Millionen-Investition in Bunde In kleinen Schritten zur Grundschule der Zukunft
Weil es kein Fördergeld gibt, musste die Gemeinde Bunde sich vom Grundschulneubau verabschieden. Mit der nun gefundenen Alternative könnte auf lange Sicht doch noch etwas aus den Plänen werden.
Bunde - Eigentlich hatten Politik und Verwaltung in Bunde einen Vorzeige-Neubau für die Grundschule favorisiert. Als klar wurde, dass es für das mehr als zehn Millionen Euro teure Projekt keine Fördergeld geben wird, musste man sich von den Plänen verabschieden. „Die Gemeinde ist zu einer abgespeckten Version gezwungen und auch die bedeutet für uns einen ordentlichen Griff ins Portemonnaie“, sagt Bürgermeister Uwe Sap. In der Sitzung des Schulausschusses am Donnerstagabend stellte der Architekt Andreas Kleine aus Bunde drei mögliche Varianten zur inklusiven Gestaltung und Erweiterung der Grundschule in der Straße Kellingwold vor.
Das Gebäude stammt aus den 1930er Jahren. Die Fenster wurden zwar vor einigen Jahren erneuert, eine weitere energetische Sanierung sei nach den Worten des Architekten aufgrund des Alters des Gebäude nicht machbar.

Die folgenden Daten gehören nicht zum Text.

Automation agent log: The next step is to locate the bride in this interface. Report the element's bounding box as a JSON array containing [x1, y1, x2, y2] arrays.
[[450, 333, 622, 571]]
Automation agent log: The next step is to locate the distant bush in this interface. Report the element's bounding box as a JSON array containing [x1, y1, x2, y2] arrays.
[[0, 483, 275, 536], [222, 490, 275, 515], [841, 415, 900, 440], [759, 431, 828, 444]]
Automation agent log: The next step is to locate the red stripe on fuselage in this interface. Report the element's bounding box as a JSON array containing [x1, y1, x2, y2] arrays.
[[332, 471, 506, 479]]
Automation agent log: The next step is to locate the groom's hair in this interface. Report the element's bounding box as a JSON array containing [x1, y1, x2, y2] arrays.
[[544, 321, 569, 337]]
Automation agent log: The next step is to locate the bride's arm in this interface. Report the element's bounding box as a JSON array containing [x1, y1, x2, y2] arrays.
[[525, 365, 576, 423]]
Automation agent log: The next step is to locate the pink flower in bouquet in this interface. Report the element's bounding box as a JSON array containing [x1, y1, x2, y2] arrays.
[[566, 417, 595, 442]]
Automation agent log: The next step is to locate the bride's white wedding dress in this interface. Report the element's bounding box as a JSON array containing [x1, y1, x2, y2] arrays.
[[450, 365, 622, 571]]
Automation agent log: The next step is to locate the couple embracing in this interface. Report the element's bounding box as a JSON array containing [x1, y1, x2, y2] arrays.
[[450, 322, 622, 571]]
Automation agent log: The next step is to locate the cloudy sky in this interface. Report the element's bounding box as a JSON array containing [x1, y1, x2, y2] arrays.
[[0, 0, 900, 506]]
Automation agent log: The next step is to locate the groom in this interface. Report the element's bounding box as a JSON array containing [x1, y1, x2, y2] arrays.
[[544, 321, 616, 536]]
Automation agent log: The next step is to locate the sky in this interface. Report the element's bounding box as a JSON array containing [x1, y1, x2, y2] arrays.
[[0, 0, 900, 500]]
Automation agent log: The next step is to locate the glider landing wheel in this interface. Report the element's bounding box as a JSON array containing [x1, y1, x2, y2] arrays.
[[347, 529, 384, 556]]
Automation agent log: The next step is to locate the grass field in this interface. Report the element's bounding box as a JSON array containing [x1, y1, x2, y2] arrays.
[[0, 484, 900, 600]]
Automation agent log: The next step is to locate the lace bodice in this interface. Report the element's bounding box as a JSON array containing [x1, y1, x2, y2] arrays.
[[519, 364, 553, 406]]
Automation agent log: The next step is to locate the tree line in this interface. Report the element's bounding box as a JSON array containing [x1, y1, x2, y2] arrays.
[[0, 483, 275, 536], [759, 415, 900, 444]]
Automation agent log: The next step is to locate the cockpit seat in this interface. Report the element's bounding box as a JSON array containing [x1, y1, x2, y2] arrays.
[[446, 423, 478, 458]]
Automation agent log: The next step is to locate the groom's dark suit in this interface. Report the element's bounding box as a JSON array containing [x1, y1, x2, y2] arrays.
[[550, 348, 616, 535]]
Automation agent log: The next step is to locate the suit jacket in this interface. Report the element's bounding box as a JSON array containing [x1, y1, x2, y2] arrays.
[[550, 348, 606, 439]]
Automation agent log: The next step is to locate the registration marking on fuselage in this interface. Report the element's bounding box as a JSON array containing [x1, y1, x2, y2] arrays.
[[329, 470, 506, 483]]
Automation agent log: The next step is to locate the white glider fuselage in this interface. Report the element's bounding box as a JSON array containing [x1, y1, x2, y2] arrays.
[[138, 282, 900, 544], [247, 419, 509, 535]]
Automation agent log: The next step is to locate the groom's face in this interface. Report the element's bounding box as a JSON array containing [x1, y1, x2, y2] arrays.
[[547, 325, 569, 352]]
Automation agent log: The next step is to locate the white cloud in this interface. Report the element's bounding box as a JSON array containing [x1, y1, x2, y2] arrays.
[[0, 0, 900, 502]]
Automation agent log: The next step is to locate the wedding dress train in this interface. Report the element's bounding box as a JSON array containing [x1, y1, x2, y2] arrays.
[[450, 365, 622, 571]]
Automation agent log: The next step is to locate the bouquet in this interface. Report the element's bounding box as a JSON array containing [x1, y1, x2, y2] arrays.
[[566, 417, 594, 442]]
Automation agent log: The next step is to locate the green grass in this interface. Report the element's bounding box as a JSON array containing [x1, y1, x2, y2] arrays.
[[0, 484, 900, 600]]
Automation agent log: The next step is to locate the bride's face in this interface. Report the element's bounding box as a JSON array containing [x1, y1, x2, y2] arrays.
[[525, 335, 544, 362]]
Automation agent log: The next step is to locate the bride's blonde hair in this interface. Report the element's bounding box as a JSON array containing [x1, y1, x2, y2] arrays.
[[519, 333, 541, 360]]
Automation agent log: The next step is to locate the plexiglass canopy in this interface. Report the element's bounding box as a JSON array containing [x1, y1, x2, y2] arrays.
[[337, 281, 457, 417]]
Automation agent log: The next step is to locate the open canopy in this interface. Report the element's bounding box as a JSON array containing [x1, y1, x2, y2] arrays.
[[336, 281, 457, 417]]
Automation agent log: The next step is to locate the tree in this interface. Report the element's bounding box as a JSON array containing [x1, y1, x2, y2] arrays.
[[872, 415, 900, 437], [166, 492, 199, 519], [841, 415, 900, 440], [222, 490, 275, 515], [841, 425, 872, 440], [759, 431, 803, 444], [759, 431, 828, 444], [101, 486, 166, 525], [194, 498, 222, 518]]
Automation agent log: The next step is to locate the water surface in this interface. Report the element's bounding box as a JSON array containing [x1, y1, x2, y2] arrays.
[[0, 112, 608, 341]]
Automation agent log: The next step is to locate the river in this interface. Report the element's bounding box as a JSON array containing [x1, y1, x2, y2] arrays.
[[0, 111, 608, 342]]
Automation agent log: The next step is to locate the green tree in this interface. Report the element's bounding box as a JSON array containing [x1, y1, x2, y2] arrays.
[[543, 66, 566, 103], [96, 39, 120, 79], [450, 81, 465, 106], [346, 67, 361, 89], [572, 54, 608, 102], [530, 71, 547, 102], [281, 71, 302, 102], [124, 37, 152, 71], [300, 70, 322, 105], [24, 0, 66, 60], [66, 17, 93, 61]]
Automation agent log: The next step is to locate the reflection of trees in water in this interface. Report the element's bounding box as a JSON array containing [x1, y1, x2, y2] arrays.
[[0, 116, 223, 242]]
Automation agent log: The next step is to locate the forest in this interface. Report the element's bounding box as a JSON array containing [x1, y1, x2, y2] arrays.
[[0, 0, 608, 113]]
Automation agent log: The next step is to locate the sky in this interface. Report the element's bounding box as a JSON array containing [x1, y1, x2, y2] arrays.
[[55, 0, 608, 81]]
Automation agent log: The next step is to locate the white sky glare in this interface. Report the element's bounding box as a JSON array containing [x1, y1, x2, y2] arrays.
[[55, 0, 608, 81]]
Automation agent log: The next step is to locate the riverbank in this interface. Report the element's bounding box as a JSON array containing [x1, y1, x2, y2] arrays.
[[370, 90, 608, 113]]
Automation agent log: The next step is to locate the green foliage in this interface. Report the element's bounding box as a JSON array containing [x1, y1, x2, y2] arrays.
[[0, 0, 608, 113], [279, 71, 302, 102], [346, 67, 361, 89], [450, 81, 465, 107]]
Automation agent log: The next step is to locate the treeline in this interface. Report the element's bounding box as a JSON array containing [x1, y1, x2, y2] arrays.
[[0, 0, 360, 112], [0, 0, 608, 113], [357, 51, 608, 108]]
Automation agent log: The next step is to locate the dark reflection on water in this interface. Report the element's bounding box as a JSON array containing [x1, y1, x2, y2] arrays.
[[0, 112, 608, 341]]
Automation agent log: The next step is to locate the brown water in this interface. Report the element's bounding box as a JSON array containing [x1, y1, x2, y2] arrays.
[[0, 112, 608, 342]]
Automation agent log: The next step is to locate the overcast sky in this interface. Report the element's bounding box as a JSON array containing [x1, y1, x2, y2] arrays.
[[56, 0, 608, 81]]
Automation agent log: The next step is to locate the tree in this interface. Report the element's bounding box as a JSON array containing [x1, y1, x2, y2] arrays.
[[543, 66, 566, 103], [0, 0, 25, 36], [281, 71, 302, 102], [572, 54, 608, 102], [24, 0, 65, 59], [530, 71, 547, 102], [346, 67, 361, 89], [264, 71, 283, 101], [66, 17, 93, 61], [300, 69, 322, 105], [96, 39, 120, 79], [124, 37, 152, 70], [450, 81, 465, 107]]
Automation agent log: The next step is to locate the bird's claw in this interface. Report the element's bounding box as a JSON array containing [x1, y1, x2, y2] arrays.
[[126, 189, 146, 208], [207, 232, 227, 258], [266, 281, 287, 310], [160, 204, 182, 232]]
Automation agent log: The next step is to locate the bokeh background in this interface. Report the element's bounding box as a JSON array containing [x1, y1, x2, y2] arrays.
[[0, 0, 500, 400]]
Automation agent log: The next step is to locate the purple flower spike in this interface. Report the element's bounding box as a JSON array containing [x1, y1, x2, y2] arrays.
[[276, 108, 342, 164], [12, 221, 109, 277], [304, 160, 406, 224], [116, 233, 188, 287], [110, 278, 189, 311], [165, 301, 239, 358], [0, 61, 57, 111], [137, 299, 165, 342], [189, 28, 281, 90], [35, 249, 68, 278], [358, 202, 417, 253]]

Die Gemeinde muss bei der Planung drei Faktoren Rechnung tragen. Der Rechtsanspruch auf Ganztagsbetrieb muss erfüllt werden, es müssen inklusive Voraussetzungen für Schüler geschaffen werden, die in ihrer Beweglichkeit eingeschränkt sind und die Einrichtung muss auf die steigenden Schülerzahlen ausgerichtet sein. „Geplant ist daher eine Dreizügigkeit für alle vier Klassenstufen“, erläuterte Kleine.
Keine Flickschusterei im Altbau
Von den beiden Varianten, die eine Erweiterung im Bestand vorsahen, verabschiedeten sich die Ausschussmitglieder schnell. In beiden Fällen hätte es während einer 18-monatigen Bauzeit erhebliche Einschränkungen für die Schüler gegeben. In der Zeit hätte der Unterricht in Containern stattfinden müssen. Der Schulhof wäre während der Bauphase kaum nutzbar gewesen.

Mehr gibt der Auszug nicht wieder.